I did exactly the same as I did last time: the same procedure, the same cleanliness regime, the same vessels, etc. I let it go for two weeks in the fermenter and then 10 days conditioning n the cornelius keg. Here’s what it came out like:
A nice mahogany colour, with exceptionally good head retention…I mean really good. The head stays right to the bottom the of the all-too-frequently empty glass.
Aroma-wise, I’m not blown away – but it’s a bitter, and I’m happy enough with the malty pleasantness of it.
The mouth feel is good (I did make the kit up a couple of pints short for this reason), with a splendid orangey maltiness in the taste that segues into a nice residual sweetness and a good long bitterness.

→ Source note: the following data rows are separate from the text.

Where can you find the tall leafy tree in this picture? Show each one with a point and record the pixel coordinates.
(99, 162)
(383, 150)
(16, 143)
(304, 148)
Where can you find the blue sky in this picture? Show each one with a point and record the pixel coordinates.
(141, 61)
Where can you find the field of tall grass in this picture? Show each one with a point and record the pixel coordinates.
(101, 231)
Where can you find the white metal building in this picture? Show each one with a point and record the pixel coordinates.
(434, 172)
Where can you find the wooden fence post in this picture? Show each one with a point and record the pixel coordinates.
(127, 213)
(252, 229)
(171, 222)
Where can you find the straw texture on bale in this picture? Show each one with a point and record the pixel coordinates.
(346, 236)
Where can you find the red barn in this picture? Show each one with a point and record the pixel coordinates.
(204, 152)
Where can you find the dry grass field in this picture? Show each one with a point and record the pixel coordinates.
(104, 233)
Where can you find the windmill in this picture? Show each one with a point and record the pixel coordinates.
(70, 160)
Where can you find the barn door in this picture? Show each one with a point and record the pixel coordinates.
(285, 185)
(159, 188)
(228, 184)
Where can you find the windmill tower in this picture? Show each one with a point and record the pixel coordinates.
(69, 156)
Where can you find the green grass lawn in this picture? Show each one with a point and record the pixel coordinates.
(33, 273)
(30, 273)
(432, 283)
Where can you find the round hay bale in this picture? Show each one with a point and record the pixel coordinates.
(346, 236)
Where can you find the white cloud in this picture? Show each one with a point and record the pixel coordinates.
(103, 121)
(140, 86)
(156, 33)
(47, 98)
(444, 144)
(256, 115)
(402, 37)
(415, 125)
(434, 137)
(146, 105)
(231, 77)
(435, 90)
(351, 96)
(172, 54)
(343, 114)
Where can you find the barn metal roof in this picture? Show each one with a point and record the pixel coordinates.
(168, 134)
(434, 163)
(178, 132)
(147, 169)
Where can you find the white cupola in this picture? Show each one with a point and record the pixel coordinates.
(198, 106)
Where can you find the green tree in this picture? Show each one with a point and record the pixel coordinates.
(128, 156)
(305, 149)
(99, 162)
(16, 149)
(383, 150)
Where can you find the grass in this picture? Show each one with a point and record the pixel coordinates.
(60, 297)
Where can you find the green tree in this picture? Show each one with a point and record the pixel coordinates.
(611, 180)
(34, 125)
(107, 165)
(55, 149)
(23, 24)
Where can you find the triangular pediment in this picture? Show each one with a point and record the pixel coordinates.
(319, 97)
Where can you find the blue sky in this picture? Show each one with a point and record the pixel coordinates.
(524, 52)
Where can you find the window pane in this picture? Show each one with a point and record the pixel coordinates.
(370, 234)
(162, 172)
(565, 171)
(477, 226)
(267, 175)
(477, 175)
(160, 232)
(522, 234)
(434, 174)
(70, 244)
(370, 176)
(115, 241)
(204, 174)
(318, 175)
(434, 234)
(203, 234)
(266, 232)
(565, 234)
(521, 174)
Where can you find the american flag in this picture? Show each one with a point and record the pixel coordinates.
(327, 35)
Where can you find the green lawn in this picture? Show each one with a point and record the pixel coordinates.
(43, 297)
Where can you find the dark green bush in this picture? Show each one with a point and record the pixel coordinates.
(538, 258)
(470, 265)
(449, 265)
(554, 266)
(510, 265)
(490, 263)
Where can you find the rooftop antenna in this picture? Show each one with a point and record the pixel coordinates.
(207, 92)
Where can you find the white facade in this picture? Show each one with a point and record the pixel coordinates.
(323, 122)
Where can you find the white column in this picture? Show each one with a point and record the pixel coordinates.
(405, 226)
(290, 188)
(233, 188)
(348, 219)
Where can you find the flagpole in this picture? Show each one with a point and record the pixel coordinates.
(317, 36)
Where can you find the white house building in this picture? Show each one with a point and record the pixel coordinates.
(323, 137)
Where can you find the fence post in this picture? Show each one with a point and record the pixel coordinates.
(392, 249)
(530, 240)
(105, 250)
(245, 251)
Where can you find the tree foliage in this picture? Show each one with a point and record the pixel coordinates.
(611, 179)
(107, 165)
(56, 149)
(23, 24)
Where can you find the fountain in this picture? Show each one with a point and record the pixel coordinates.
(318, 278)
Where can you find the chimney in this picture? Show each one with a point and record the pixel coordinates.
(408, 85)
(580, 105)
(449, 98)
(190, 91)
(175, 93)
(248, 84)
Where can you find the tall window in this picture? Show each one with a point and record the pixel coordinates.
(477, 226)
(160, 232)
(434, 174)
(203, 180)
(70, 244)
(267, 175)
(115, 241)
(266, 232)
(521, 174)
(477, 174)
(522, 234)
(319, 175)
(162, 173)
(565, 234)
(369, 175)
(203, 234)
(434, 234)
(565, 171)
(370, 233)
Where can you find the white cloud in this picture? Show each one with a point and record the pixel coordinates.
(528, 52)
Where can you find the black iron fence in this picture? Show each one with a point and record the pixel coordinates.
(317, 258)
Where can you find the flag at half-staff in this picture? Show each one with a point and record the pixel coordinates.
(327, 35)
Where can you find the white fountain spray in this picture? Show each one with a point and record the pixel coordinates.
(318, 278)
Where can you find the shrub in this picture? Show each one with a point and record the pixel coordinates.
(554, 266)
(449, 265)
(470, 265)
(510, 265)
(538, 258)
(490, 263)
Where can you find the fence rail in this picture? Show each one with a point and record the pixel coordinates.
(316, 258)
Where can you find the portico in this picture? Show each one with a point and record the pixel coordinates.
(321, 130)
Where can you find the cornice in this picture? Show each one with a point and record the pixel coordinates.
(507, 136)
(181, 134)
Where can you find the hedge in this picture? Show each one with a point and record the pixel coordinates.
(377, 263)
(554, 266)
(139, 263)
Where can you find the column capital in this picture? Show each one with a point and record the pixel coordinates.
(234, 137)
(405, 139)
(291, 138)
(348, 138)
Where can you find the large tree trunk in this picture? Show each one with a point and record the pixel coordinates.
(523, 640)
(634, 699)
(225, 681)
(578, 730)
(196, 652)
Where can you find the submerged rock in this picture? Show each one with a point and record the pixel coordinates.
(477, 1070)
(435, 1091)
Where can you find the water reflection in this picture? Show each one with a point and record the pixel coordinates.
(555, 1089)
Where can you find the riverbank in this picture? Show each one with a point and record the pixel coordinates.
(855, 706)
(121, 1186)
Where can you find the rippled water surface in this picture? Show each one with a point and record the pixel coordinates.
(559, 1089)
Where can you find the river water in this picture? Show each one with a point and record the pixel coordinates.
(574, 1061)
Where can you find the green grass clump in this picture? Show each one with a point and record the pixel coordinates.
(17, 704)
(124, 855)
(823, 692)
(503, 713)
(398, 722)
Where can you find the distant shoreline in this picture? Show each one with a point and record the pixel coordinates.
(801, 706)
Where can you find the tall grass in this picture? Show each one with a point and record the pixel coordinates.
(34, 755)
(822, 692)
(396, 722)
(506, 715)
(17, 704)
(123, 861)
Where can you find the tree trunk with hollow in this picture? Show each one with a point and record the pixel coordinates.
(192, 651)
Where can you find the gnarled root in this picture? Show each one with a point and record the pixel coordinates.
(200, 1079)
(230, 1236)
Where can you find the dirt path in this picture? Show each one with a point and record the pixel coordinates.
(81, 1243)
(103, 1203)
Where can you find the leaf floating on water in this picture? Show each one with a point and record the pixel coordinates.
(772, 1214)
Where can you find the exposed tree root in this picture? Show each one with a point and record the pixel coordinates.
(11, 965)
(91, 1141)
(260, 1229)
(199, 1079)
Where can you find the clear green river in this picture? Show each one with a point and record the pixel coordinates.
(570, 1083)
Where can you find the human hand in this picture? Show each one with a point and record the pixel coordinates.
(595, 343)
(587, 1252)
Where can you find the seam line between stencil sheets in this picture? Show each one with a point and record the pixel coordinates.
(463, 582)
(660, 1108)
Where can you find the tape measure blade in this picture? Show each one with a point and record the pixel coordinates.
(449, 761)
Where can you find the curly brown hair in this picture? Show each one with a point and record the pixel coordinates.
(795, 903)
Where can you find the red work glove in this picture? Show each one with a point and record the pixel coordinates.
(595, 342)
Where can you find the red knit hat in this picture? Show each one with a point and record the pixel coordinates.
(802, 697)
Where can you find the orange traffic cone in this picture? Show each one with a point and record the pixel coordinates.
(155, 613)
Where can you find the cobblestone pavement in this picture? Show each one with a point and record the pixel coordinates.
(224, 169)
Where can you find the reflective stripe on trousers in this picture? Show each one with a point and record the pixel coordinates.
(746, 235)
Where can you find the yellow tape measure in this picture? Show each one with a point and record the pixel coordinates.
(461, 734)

It’s obviously not as fresh as an all-grain, as it’s been in the tin for a bit and it’s a hopped, boiled and (I guess) reduced wort…but saying that every single person that I’ve served it to was genuinely surprised that it came out of a can and wasn’t either shop-bought or made from scratch.
…and they all, without exception, asked for another pint….
So there we go. Canned kits, if made with care and looked after well are more than acceptable ways of making good beer at home. Jeez if brewing quantities of good beer is this easy, why aren’t more people doing it.?
I really must thank Rachel and co. at Woodfordes for sending me another kit to have another go at. Without that I might have written kits off of as the poor relations in the homebrewing world.